Before reading further, if you’re beating yourself up for not being where you want to be, especially with the added “pressure” of entering a new decade, then stop. Take a deep breath, and exhale slowly. Now breathe in the present moment and keep reading.
The end of the year (and decade) is just days away, and we think it’s a perfect opportunity to take stock and look back at what’s been accomplished during the last 12 months. And this year, to go back over the last decade too. This kind of review can bring amazing new clarity that can make the next year (and decade) truly the best yet – if you know how.
There are a ton of people, books, and even apps out there telling you what those most effective ways are.
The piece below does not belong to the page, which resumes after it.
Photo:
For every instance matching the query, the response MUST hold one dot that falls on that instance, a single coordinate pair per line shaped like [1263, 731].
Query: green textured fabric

We’ve kept it simple for you, honed from years of executive coaching with leaders around the world. Here are our three essential, broad-stroke strategies for leveraging this end-of-the-year process in a way that helps you hit the ground running into the next decade with high energy, laser focus, motivation,and energizing momentum.
Love what went wrong in 2019
If you’ve failed, don’t beat yourself up or anyone else either. You tried. You put yourself out there. Instead, reframe your mindset and embrace the screw-ups as opportunities. Failure gives our best and biggest lessons in life. For this reason, failure has become popular in research studies and is cited everywhere as a source of inspiration, from board rooms to university commencement speeches. Read our blog post about one of the most inspiring ones we’ve heard here.
So make failure your best friend of 2019. Give it a big hug. Sit down with it. Take time out, alone or with whomever else was in it with you, and imagine you can turn back the clock.
Ask yourself,
“What would Ido differently, if I could push the rewind button?”
“What did I learn (that I definitely won’t do next time around)?”
It’s a sure bet you’ll never fail like that again. It’s much more likely you’ll look back one day and be grateful for that failure and for guiding you to greater success.
Make your “new year resolutions” SMART
We don’t agree with all the naysayers about the futility of making new year resolutions. We love leveraging this time of year as a great opportunity to course-correct and reboot our lives.
Creating new habits and goals that will effectively help propel us into the future we want to create for ourselves, however, requires both a specific mindset and a skillset.
First, your general mindset. Are you making your goals list based on what others think you should do, be, change? If yes, then stop. Take a deep breath and exhale. Inhale what you want to be and do, in your own terms, without censoring yourself.
Second, make sure your resolutions are SMART. Many fail because they set overly ambitious and unrealistic goals without clear markers of success. In brief, here’s that SMART way to create your list. This is the way to set goals with your team too, by the way:
- Specific: Set concrete, clearly defined goals based on what you really want. Answer the questions of who, what, when, where, and how. If it’s work-related, then be clear about what a good job is (why?) and what it looks like in terms of time (when), quality (how well), quantity (how much), cost (at what cost) and percent change (from what to what).
- Measurable: Whatever the goal is, be very clear about how you’ll know you’re making progress. Think about how much and how many?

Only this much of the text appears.